# Need advice on Hearthstone Sterling stove



## rebecca (May 1, 2009)

Hi,

I have a Hearthstone Sterling gas stove with a B-vent.  I want to move it to a different part of my house but where I want to move it (to the basement), I can't put a chimney to the roof.  I called one local installer and they said that it can't be converted to anything else (direct vent).  Is that really true that there's no other way to use it without a chimney up to the roof?

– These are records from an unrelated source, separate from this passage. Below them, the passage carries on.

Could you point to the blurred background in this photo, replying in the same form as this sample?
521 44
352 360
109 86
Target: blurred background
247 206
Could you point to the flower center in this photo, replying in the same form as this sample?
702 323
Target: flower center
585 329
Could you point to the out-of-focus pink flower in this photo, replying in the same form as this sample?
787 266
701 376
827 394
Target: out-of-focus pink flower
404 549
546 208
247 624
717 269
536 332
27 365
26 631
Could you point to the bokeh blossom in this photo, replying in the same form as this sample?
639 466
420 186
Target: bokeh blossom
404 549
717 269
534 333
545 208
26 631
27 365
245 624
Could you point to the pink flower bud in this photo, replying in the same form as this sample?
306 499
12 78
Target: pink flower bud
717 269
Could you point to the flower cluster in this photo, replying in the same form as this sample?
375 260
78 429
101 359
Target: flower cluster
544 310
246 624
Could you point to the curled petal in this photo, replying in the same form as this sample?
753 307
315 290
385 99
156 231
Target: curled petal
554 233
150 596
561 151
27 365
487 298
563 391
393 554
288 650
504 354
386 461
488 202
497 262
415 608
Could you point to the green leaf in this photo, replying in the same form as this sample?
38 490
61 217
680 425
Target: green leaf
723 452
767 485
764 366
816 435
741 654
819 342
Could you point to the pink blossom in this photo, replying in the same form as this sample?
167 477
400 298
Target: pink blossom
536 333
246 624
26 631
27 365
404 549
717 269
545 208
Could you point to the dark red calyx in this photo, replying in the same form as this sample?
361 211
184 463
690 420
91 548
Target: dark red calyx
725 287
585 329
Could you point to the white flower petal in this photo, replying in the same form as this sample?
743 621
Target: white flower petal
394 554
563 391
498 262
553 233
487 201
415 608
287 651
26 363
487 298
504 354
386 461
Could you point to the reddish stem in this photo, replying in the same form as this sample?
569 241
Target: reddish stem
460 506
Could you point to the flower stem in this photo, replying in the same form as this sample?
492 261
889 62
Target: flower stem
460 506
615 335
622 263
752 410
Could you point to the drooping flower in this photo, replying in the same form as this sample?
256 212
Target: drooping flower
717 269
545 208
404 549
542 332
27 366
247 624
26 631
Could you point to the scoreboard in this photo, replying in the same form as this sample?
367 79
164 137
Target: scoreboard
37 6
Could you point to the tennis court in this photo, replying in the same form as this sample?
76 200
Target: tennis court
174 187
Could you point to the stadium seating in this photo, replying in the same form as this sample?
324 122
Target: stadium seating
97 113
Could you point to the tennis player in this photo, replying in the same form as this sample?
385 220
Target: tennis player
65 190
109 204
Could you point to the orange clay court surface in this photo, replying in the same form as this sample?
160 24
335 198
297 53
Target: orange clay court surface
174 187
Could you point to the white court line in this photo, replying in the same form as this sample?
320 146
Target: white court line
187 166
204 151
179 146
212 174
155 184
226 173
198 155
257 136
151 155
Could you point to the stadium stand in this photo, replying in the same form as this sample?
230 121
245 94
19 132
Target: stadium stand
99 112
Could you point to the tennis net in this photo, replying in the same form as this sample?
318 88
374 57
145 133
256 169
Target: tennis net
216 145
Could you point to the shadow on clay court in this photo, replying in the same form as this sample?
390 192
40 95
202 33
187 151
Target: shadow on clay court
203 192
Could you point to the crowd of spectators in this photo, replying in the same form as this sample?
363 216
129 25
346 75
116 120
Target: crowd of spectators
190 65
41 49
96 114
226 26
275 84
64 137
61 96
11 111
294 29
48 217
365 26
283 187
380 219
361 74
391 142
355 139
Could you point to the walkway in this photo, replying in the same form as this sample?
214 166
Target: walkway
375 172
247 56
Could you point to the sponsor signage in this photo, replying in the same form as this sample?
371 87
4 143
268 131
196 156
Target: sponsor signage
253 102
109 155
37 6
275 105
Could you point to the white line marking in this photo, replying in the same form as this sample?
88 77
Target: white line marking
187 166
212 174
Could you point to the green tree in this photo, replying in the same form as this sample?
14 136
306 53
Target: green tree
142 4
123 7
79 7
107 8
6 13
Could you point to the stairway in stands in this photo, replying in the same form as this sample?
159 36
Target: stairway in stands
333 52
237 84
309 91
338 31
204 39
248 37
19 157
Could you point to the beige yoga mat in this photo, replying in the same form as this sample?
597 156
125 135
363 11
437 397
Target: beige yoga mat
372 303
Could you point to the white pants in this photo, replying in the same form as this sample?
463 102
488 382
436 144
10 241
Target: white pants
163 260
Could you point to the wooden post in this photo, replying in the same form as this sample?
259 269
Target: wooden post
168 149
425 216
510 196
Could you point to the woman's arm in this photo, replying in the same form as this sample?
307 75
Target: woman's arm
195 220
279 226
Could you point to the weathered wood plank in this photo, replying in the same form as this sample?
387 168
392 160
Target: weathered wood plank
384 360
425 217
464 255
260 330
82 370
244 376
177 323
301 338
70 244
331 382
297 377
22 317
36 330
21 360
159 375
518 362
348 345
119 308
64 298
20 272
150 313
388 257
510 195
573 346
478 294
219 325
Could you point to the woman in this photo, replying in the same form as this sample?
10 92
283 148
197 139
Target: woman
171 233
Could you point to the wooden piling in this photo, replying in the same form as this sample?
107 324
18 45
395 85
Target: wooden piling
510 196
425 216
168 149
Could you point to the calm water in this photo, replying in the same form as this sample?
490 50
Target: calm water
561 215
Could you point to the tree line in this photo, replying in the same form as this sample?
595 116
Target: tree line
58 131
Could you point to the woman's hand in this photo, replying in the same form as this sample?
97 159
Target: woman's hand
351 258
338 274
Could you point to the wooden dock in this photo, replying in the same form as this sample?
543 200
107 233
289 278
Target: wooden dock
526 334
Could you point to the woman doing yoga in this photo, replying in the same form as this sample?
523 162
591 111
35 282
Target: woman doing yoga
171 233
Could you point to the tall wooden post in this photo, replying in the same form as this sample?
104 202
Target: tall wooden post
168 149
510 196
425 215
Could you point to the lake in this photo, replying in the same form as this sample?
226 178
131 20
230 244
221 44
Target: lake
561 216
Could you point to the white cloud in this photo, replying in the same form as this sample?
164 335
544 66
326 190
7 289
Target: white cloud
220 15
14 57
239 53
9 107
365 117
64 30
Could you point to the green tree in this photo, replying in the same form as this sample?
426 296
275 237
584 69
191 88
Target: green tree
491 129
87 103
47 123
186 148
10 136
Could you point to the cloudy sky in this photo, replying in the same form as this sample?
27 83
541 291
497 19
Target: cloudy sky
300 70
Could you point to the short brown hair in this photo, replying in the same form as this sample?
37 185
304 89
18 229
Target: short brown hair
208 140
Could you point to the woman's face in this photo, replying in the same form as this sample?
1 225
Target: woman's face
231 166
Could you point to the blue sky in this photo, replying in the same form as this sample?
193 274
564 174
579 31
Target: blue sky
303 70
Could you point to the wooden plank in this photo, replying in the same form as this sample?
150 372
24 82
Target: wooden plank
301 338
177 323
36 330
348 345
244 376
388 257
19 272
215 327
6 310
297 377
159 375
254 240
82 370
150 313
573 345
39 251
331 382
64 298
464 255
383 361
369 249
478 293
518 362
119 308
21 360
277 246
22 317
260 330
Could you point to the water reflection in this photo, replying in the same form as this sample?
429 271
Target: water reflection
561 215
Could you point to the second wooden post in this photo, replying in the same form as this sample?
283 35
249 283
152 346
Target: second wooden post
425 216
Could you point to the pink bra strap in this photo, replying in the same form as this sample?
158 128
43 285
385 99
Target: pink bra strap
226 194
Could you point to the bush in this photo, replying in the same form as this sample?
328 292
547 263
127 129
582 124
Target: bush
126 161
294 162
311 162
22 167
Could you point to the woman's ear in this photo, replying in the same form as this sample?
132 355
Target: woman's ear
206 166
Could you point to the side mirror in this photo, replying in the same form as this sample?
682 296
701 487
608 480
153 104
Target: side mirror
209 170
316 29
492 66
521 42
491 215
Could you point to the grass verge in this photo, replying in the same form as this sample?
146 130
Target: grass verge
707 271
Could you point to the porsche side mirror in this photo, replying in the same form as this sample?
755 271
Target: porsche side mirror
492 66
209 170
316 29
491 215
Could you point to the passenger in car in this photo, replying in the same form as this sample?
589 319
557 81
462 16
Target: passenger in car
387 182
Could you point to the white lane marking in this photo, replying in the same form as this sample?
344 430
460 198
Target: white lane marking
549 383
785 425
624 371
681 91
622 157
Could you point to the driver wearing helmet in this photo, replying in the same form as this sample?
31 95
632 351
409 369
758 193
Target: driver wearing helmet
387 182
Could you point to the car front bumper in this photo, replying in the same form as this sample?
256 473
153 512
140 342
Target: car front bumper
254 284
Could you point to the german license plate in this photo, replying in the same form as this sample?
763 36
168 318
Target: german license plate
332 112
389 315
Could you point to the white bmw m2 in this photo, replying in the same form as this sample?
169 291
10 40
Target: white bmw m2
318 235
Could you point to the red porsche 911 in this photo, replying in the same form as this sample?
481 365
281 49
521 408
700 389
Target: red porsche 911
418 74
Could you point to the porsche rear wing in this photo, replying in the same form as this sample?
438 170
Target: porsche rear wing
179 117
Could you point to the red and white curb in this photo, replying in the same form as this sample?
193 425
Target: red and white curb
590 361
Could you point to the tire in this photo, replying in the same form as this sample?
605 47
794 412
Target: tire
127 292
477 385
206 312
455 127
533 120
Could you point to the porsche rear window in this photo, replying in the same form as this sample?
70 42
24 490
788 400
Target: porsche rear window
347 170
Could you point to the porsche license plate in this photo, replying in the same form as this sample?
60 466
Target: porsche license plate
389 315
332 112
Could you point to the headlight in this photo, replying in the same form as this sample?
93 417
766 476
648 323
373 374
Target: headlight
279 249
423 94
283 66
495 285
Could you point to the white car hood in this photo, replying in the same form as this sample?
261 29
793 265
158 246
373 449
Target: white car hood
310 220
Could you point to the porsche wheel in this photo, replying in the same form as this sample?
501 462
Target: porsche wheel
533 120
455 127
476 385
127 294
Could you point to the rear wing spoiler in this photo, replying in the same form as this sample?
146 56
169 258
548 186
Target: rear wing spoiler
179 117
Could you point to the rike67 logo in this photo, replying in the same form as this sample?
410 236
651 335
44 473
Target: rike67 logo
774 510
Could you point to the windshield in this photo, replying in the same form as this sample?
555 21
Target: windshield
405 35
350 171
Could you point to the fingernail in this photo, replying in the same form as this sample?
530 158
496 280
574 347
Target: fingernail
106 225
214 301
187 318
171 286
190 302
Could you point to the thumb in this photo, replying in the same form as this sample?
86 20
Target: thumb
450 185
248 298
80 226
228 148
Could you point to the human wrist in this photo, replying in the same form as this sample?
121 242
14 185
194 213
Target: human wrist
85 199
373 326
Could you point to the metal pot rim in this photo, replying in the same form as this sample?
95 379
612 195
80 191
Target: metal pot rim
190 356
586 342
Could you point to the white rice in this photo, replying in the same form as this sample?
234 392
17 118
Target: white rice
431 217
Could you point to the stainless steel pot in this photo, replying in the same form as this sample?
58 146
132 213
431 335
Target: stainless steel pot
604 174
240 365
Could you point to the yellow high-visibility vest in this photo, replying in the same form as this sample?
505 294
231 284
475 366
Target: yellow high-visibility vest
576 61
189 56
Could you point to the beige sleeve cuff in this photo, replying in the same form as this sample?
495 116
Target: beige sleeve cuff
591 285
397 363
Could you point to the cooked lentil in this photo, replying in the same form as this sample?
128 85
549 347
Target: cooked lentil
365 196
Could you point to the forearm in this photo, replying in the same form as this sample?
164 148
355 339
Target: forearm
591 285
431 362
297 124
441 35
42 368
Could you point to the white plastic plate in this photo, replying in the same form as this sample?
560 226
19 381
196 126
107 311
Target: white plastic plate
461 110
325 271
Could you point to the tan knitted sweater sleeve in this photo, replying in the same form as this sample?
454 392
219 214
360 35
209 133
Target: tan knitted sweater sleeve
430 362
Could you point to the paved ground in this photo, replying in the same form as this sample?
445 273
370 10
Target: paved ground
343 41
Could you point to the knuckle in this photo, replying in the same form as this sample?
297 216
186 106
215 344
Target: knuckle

And if that's the case - is there a market for such a used stove?  It was made around 1995/1996 and has blue/gray soapstone.  Used lightly.  What would something like that be worth, if I could even sell it?

Thanks!


----------



## DAKSY (May 2, 2009)

First of all, I'd be hesitant to put a B-vent in a basement...
B-vent is a natural draft appliance & with the problems we see 
when wood stoves or inserts are installed in basement locations, 
you may have some CO to deal with...
Just my HO & I'd be interested to hear what others have to say on this...


----------



## Tin_courier (May 2, 2009)

I agree with Daksy, could be an issue to put a B-vent in a basement, but it sounds like you can't make the vent run vertically anyway.  As for converting from b-vent to direct vent, I've never heard of any manufacturer that allows this to be done.  

As a rule, B-vent always needs to terminate vertically and meet certain termination clearances.  There may or may not be a way to do that in your installation, but I'm pretty sure Hearthstone will tell you you can't convert it to DV.  

As for resale, I think it's reasonable to list for $200-$300 on CL or classifieds.  Unfortunately, I think you'd be hard-pressed to get much more than that.


----------